The Trump administration’s education agenda is built on expanding school choice through a proposed $250 million private school voucher program and investing $1 billion in districts that allow dollars to follow students as they transfer among public schools (a practice known as portability), while seriously slashing overall federal education spending by $9 billion. What role can these initiatives play in improving educational opportunities for K-12 students in rural schools?

Rural public education experts like Biddle and Pratt tend to resist vouchers, noting that there are fewer district school alternatives in rural regions for students to choose from. When students do leave the district schools, they argue, state per-pupil funding follows them to a charter school or private school, and those losses can cripple already-strained district budgets.

“Any kind of voucher system becomes really hard for a rural school system to sustain,” Biddle said. Although open enrollment and competition between public schools are something principals and district superintendents “are learning how to manage,” she said, “the idea that that competition would be opened up to any type of school … becomes really complex,” especially when it comes to meeting the special needs of students with disabilities, who wouldn’t necessarily be guaranteed special services.

But Ron Matus, director of policy and public affairs for Step Up for Students, is more optimistic, based on the results of the Florida tax credit scholarship program and an education savings account that his organization administers.
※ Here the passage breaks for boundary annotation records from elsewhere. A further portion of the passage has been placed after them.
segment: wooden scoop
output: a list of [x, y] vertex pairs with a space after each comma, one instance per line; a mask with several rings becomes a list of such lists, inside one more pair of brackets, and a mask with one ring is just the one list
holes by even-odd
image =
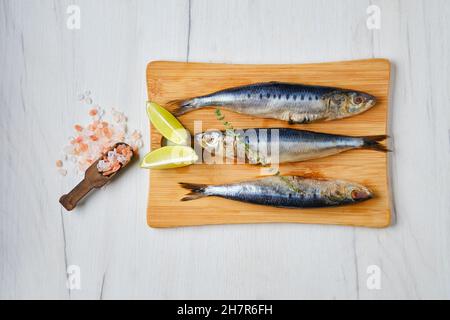
[[[123, 142], [116, 143], [108, 151], [114, 150], [114, 148], [116, 148], [119, 145], [127, 145], [127, 144]], [[68, 194], [63, 195], [59, 199], [59, 202], [63, 205], [64, 208], [66, 208], [67, 211], [72, 211], [76, 207], [77, 203], [81, 199], [83, 199], [89, 193], [89, 191], [91, 191], [92, 189], [98, 189], [103, 187], [118, 172], [122, 171], [122, 169], [124, 168], [124, 166], [122, 166], [118, 171], [105, 176], [97, 169], [97, 164], [100, 160], [102, 160], [102, 158], [103, 156], [97, 159], [89, 168], [87, 168], [84, 174], [84, 179], [75, 188], [73, 188], [72, 191], [70, 191]], [[131, 159], [128, 163], [130, 162]], [[126, 163], [125, 165], [127, 165], [128, 163]]]

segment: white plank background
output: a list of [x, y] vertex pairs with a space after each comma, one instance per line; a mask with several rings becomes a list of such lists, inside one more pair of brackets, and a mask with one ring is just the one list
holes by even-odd
[[[69, 4], [80, 30], [66, 28]], [[371, 4], [380, 30], [366, 27]], [[0, 0], [0, 298], [450, 298], [449, 16], [447, 0]], [[390, 228], [152, 230], [137, 168], [74, 213], [58, 203], [77, 182], [54, 161], [86, 119], [80, 92], [124, 110], [148, 139], [151, 60], [371, 57], [394, 65]], [[80, 290], [66, 286], [69, 265]], [[370, 265], [380, 290], [366, 285]]]

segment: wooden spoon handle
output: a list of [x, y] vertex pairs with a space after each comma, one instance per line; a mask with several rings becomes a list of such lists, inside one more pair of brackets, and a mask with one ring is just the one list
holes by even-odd
[[61, 203], [67, 211], [72, 211], [76, 207], [78, 201], [83, 199], [83, 197], [92, 189], [94, 189], [94, 187], [89, 180], [85, 178], [75, 188], [73, 188], [72, 191], [63, 195], [59, 199], [59, 203]]

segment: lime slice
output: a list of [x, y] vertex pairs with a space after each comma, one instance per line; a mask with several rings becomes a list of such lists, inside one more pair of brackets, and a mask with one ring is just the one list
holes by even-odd
[[188, 132], [173, 114], [154, 102], [147, 102], [148, 117], [167, 140], [176, 144], [186, 144]]
[[145, 169], [171, 169], [193, 164], [198, 160], [194, 149], [186, 146], [168, 146], [148, 153], [141, 162]]

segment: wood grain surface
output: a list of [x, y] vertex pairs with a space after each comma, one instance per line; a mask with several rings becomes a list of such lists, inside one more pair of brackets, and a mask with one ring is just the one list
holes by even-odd
[[[371, 5], [380, 29], [366, 26]], [[448, 0], [0, 0], [0, 298], [449, 299], [449, 16]], [[371, 57], [391, 62], [389, 228], [149, 228], [137, 165], [74, 212], [58, 202], [81, 179], [55, 160], [88, 120], [86, 90], [147, 142], [149, 61]], [[73, 266], [80, 288], [66, 285]]]
[[[224, 111], [225, 120], [235, 129], [291, 127], [346, 135], [386, 134], [390, 64], [384, 59], [370, 59], [320, 64], [297, 65], [230, 65], [155, 61], [147, 67], [148, 95], [169, 111], [176, 106], [167, 103], [217, 90], [266, 81], [284, 81], [326, 85], [373, 94], [377, 105], [354, 117], [289, 125], [287, 122], [251, 117]], [[191, 132], [194, 122], [201, 130], [224, 129], [214, 108], [190, 112], [180, 121]], [[152, 128], [152, 148], [160, 147], [161, 135]], [[261, 167], [250, 164], [207, 164], [171, 170], [152, 170], [147, 208], [151, 227], [178, 227], [232, 223], [320, 223], [366, 227], [386, 227], [390, 222], [390, 202], [387, 178], [387, 155], [372, 150], [352, 150], [335, 156], [280, 164], [285, 175], [319, 175], [344, 179], [366, 185], [375, 197], [363, 203], [314, 209], [274, 208], [207, 197], [182, 202], [186, 190], [178, 182], [222, 184], [254, 179], [262, 174]], [[276, 171], [275, 171], [276, 172]]]

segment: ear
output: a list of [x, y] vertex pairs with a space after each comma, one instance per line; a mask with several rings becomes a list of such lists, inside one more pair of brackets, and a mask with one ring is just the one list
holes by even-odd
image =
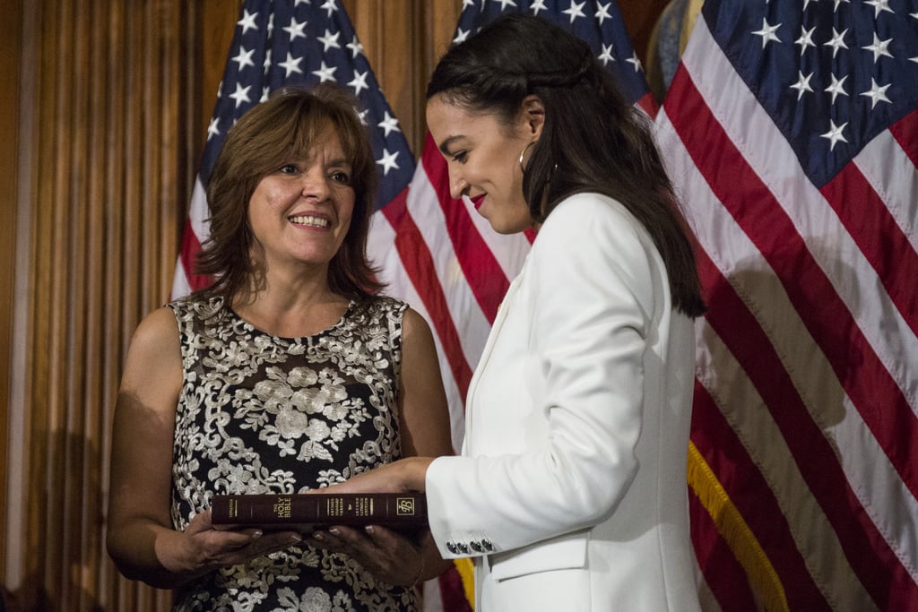
[[520, 123], [523, 134], [532, 136], [533, 140], [542, 136], [542, 128], [545, 125], [545, 106], [538, 95], [530, 94], [523, 98]]

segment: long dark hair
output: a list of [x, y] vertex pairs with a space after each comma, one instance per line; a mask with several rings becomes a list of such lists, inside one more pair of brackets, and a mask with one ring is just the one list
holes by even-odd
[[212, 274], [215, 281], [198, 295], [230, 300], [249, 289], [255, 273], [250, 257], [253, 236], [249, 200], [264, 176], [285, 161], [305, 156], [330, 127], [351, 161], [354, 206], [344, 242], [329, 264], [329, 286], [358, 302], [381, 288], [366, 258], [376, 169], [356, 106], [356, 98], [330, 83], [311, 89], [284, 87], [230, 128], [207, 183], [210, 237], [202, 245], [196, 268], [200, 274]]
[[654, 141], [649, 117], [625, 100], [585, 41], [544, 19], [508, 13], [452, 47], [427, 86], [467, 110], [493, 114], [510, 128], [535, 95], [545, 122], [523, 175], [532, 219], [563, 199], [596, 192], [621, 202], [656, 245], [673, 306], [705, 310], [692, 244]]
The organization has awarded scholarships to more than 105,000 students this year, including children with disabilities, to pay tuition for private schools and obtain special services as well as transportation to public schools outside of their district.

Matus said in an email that while he doesn’t know of studies that examine academic outcomes for non-district schools in rural areas, his experience in Florida “leads me to question this solidifying narrative that private school choice can’t work in the boonies.”

“In Florida, we not only have a fair number of private schools in the hinterlands … but thanks to Florida’s robust array of private and virtual school options, we see these schools growing and new ones cropping up,” he said. “School choice isn’t a silver bullet, but to the extent that more options can bring more opportunities for more parents to put their kids on a surer path to success, I think there’s plenty of potential for that to happen in rural areas too.”